Up until recently, whenever I walked into the Guitar Center, I had to “check in” at a central kiosk. If I was bringing in a piece of equipment to be repaired or an item to be returned, I would have to show it to an employee at a “security desk” who was there to document what was coming in and checking all that was going out. Apparently, they implemented this policy to combat shoplifting at the stores. When I talked to a manager of one of the stores, he said shoplifting was problem plaguing the company to the tune of about $2 million a year. That’s a lot of guitars!

Now, I never really cared one way or the other about the security desk. It was a relatively minor inconvenience. I realized why it was there and just accepted it. There might be other ways to help prevent theft. Then, one day I noticed it wasn’t there. So, being the inquisitive person I am, I had to ask why.

Apparently, they figured out the cost to operate the security desk and protect themselves from shoplifters was more than the cost of merchandise being stolen. So Guitar Center decided to do away with the security desk altogether. And the decision was beneficial for the company and their customers.

I believe the concept of having someone at the front to check customers coming in and going out, if handled well, can be a neutral experience at best. In reality, the process designed by Guitar Center to thwart dishonesty was a minor inconvenience to most of their customers, and more importantly, a major cost to the company.

By getting rid of the security desk, Guitar Center was able to undo a bad policy. They were able to cut costs and improve the customer experience. That’s not an easy thing to accomplish.

What if a hotel tried to cut costs by getting rid of their bellhops and concierge staff? Customers might be unhappy as they hauled their heavy bags up to their rooms, or had to wait in long lines to check in or out. In this situation, and many cost-cutting cases, the customer experience suffers.

There used to be a restaurant that I enjoyed on a somewhat regular basis.

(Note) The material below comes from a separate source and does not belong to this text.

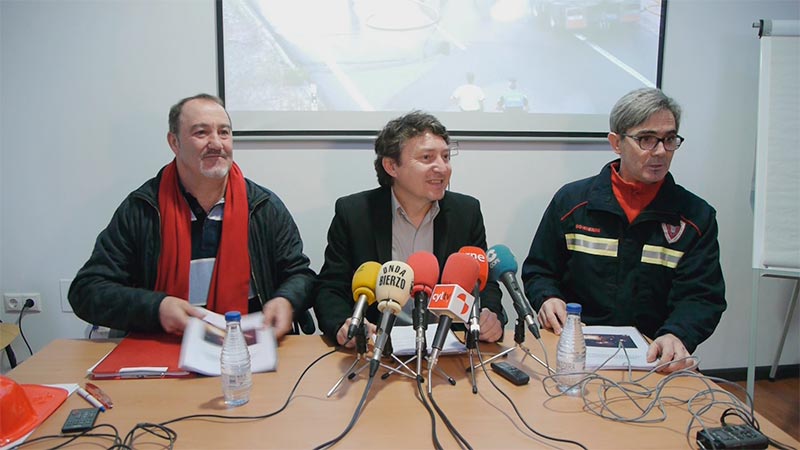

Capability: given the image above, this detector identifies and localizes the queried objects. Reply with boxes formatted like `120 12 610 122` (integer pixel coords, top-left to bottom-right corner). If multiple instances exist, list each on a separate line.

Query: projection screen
217 0 666 137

On my last visit, and I mean final visit, not most recent, I noticed the food tasted different – and the difference was worse, not better. I made a comment to the owner who informed me that he was trying to cut costs. One of the ways he did that was to change the recipes to save money. While I appreciated the honest explanation he fell into the trap of cutting costs at the expense of the customer’s experience. In this case, it was the taste and quality of the food, and it was bad enough I didn’t want to go back.

So, why did Guitar Center’s decision strike such a positive chord? (Pun intended. Get it? Guitar. Chord.) Easy. They eliminated a process that was all about them, which was attempting to thwart shoplifters. In doing so they saved money and at the same time enhanced the customer experience. That’s a winning combination that is not all that easy to achieve.

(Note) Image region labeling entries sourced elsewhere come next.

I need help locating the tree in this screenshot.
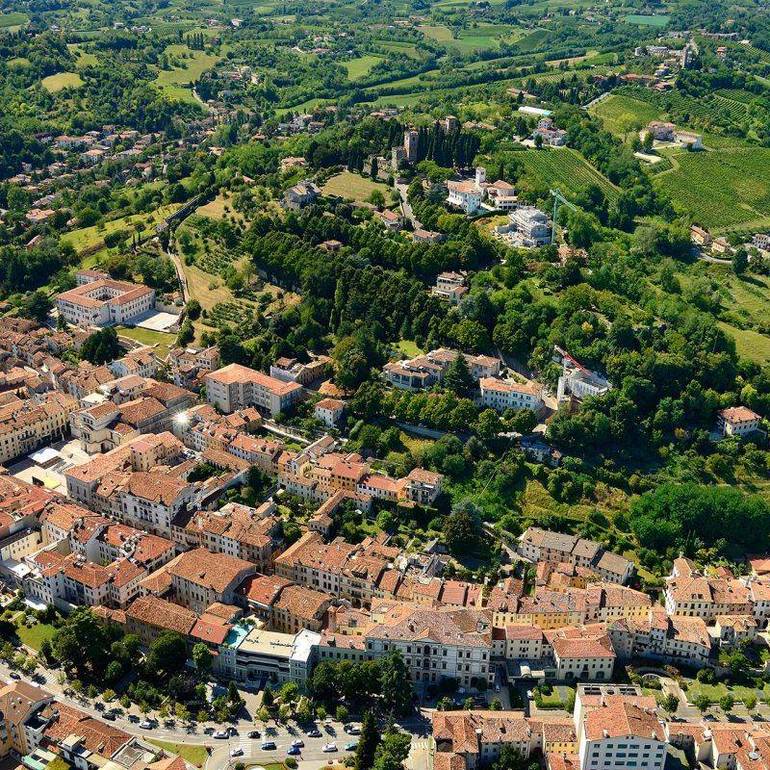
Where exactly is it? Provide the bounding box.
[719,692,735,714]
[444,356,475,396]
[380,650,412,714]
[692,692,711,713]
[192,642,214,675]
[353,711,380,770]
[444,500,482,554]
[660,692,679,714]
[144,631,187,680]
[733,248,749,275]
[80,326,122,366]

The big lesson here is that when many companies try to cut costs, they do so at the expense of the customer experience. The goal is to find a way to cut costs that aren’t noticed by the customer.

Shep Hyken is a customer service expert, keynote speaker and New York Times bestselling business author. For information contact (314)692-2200 or For information on The Customer Focus™ customer service training programs go to Follow on Twitter: @Hyken

(Copyright © MMXV, Shep Hyken)

  1. Great post, Shep!

    Your point about cutting costs is something businesses really struggle with. That restaurant owner knew exactly how much money he saved by cutting costs. He could see it on his bottom line. It’s much more difficult to calculate the impact on revenue. That’s a tough decision when times get tight.

    In big chains, like Guitar Center, decisions are made almost entirely based on financial analysis. I call these people “spreadsheet jockeys”. Here’s a post about it:

    • As usual, Jeff, you and I are on the same page. Thanks for stopping by with your comment. It’s delicate balance. While the reasons for cutting costs are financial, how it impacts the customers (and employees) needs to be considered. Sounds like a good job for the Chief Customer Officer.